She Loved Me Before I Knew How to Love

I don’t know if she even remembers me.

Virginia Rong. A name I’ve carried quietly since 2001. It’s strange how someone can pass through your life so briefly, yet linger in the shadows of your memory for decades. I never obsessed. I didn’t search frantically. I wasn’t trying to chase a ghost.

But sometimes? I wondered.

I only found out she was four years younger than me years later — during a random phone call that lasted maybe fifteen minutes. When I was 21 and she was 17, age didn’t even cross my mind. We were just two people in a moment. Talking. Laughing. Feeling something that maybe didn’t quite have a name back then.

We never dated. We never kissed. There was nothing to officially grieve. No break-up. No fallout. Just… life. And silence.

And maybe that’s why it still lingers. Because it was never closed. Because I never knew if I meant anything to her, the way she etched herself into me without even trying.

She was the girl who sang “The Rose” to me, once in front of a full bubble tea cafe. I was sitting at the middle table, and she went up to the CD player, put the disc in, and sang. Right there. In front of a crowd waiting for their drinks. Her voice, soft and a little shy, floated through the cafe. She sang for me.
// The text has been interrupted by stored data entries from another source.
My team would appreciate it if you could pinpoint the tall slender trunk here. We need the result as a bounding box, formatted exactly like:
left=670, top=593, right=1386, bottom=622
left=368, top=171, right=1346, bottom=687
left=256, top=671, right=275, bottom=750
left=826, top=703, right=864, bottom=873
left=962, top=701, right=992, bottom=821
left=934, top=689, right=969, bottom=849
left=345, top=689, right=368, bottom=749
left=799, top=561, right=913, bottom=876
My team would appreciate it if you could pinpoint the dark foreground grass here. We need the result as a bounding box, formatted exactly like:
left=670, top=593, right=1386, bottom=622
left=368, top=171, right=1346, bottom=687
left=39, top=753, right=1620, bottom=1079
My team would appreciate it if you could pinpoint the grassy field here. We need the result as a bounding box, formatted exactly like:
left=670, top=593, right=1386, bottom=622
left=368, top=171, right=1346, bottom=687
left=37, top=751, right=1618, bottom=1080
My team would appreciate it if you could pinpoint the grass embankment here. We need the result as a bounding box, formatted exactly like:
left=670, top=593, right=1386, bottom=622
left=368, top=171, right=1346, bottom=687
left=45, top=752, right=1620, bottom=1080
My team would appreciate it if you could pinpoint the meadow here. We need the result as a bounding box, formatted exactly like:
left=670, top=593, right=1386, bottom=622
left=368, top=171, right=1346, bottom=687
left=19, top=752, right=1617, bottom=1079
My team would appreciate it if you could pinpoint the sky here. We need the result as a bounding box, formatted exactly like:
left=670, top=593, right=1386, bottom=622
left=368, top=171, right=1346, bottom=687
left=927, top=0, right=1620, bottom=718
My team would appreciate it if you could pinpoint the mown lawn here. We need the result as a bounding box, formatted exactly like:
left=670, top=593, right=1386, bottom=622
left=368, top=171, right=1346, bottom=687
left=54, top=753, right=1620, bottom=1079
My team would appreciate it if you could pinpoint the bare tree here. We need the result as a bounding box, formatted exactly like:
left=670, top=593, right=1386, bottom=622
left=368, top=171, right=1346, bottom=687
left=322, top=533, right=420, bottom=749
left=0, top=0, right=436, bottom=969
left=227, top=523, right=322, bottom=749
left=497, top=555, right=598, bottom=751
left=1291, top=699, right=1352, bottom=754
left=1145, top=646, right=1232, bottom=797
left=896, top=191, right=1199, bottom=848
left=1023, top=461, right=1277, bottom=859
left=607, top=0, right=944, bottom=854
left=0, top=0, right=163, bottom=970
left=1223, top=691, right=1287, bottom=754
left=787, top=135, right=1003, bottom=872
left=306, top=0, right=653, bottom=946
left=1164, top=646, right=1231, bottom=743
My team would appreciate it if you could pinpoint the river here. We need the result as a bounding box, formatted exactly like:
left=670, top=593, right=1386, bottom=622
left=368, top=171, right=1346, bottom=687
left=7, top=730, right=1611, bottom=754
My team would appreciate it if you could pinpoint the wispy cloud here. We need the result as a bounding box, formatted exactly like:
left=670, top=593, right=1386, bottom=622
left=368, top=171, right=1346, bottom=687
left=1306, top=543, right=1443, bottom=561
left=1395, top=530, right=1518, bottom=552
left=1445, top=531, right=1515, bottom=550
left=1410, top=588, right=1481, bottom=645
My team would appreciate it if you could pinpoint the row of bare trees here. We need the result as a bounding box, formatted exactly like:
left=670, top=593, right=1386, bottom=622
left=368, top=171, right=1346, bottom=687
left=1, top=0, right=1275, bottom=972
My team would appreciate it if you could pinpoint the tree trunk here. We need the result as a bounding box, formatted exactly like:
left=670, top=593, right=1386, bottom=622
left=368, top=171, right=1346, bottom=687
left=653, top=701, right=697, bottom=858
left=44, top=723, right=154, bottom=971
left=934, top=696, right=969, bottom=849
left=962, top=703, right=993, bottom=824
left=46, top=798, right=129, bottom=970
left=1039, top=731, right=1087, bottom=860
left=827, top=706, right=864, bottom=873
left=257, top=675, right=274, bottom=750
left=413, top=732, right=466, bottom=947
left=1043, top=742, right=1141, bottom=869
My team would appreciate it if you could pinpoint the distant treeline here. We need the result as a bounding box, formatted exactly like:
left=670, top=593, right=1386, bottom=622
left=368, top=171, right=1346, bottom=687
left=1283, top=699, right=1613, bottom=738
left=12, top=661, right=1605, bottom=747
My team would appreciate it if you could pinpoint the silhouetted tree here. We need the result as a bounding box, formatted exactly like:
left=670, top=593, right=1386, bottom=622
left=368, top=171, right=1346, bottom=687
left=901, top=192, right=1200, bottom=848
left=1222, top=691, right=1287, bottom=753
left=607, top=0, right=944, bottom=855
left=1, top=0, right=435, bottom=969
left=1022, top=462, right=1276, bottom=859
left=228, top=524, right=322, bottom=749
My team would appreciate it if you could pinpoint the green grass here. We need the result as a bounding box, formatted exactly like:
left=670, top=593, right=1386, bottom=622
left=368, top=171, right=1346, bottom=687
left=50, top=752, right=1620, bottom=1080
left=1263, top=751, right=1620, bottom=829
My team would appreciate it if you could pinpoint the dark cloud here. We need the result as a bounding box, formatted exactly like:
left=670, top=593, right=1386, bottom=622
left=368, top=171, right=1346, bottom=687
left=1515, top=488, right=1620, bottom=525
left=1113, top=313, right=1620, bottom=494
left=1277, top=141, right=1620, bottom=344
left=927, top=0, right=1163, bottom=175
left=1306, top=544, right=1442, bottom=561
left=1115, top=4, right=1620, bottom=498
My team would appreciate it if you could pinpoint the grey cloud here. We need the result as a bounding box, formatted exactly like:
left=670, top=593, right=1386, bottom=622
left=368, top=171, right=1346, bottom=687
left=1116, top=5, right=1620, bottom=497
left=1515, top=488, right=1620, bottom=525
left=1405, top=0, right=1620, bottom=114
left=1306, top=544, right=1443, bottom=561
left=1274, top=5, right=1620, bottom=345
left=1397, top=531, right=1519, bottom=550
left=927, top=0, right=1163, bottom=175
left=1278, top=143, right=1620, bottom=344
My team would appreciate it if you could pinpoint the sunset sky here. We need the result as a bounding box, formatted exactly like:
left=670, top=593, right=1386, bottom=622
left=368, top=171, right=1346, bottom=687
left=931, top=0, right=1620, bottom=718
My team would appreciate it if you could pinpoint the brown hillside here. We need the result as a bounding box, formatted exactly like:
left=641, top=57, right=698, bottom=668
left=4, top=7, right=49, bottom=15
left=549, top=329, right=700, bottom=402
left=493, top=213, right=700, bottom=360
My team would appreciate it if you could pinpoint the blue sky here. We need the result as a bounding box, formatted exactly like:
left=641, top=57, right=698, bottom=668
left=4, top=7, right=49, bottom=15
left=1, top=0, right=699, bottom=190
And I… ignored her. Not fully. But enough to hurt her. Enough to dismiss what was so clearly a gesture of vulnerability and love. I was so caught up in my own storm that I couldn’t see what she was offering — not just her voice, but her heart.

Virginia really liked me — really liked me. She called me every day, no matter what. Sometimes, she’d even lock her cafe customers inside just to come upstairs and greet me when I came down from my office. For her birthday, I had a custom-made Winnie the Pooh made for her — the original brown version, not the Disney one.

I remember sitting on her bed one evening, holding that bear to my face. It smelled faintly of her — of soft skin and saliva, like she had been kissing it again and again. That was the kind of affection she offered me. Gentle. Unfiltered. Real.

I told her I loved her once — drunk, but sincere. Yet… I could never kiss her. I could never let it be real, because I was insecure – because I didn’t trust that something so kind, so open, could possibly be meant for someone like me. So I stayed frozen. Guarded.

And in doing so — I let something beautiful wilt right in front of me.

One night, I said something cruel. I told her I didn’t even know why she bothered calling me. And just like that… she stopped.

I broke her. Not just her heart — her spirit. I saw it, even back then. And when I realized what I had done, it was too late.

It was a moment of unintentional cruelty. Not evil, but cruel all the same. The kind of careless dismissal that deserves a slap upside the head… maybe three. I wasn’t trying to hurt her. I just didn’t know how to love her the way she needed to be loved. And that makes it worse, not better.

I remember locking myself in the washroom at the office late at night, crying uncontrollably. I was shattered — broken beyond words. The security guards who patrolled the building knew me. They just let me be. They knew I wasn’t okay.

And it wasn’t just her. Everything was collapsing. My company, Loud Productions Inc. was in ruins. My partners had betrayed me. I lost over $100,000. I was exiled from home for a week. I felt like a failure. Like everything I touched, I tainted. And she… she was the one good thing I didn’t believe I deserved.

Over the years, I’ve come across her name – once on LinkedIn, maybe Facebook. Never a photo. Never a trail that led anywhere real. Just a digital whisper reminding me that she still exists somewhere in this world.

I didn’t dig. I didn’t message. I didn’t pry.

Not because I wasn’t curious. Of course I was. But part of me always knew: if she wanted to be found, she would’ve left a door slightly ajar.

Maybe she doesn’t want to remember me.

Whatever the truth is, I respect her silence. And I’m not here to disrupt it. I’m not seeking forgiveness. I’m not hoping to rewrite history.

I’m just here in the shadows, like some fool standing in the rain long after the storm passed, still hoping for a spark from a match I already soaked. Not to rekindle anything – just to know she’s warm, wherever she is.

All I know is: she was someone who meant more to me than I knew how to handle. And I, with all the wisdom of a soggy napkin, let her slip through my trembling hands. She was a muse I didn’t deserve – not because I was a villain, but because I was too wrapped in my own pain to notice the light in front of me.

And while I never really looked for her… I never really forgot her either.

This isn’t about longing. It’s not even about closure. It’s just the softest slap to my past self’s face. A head shake. A whisper: you fool.

Because if I had today’s soul, today’s spine, today’s heart – she might have been loved the way she deserved. Properly. Fully. Without fear.

But hindsight, like most wisdom, only arrives once the train has left.

And sometimes, that’s the part that stays.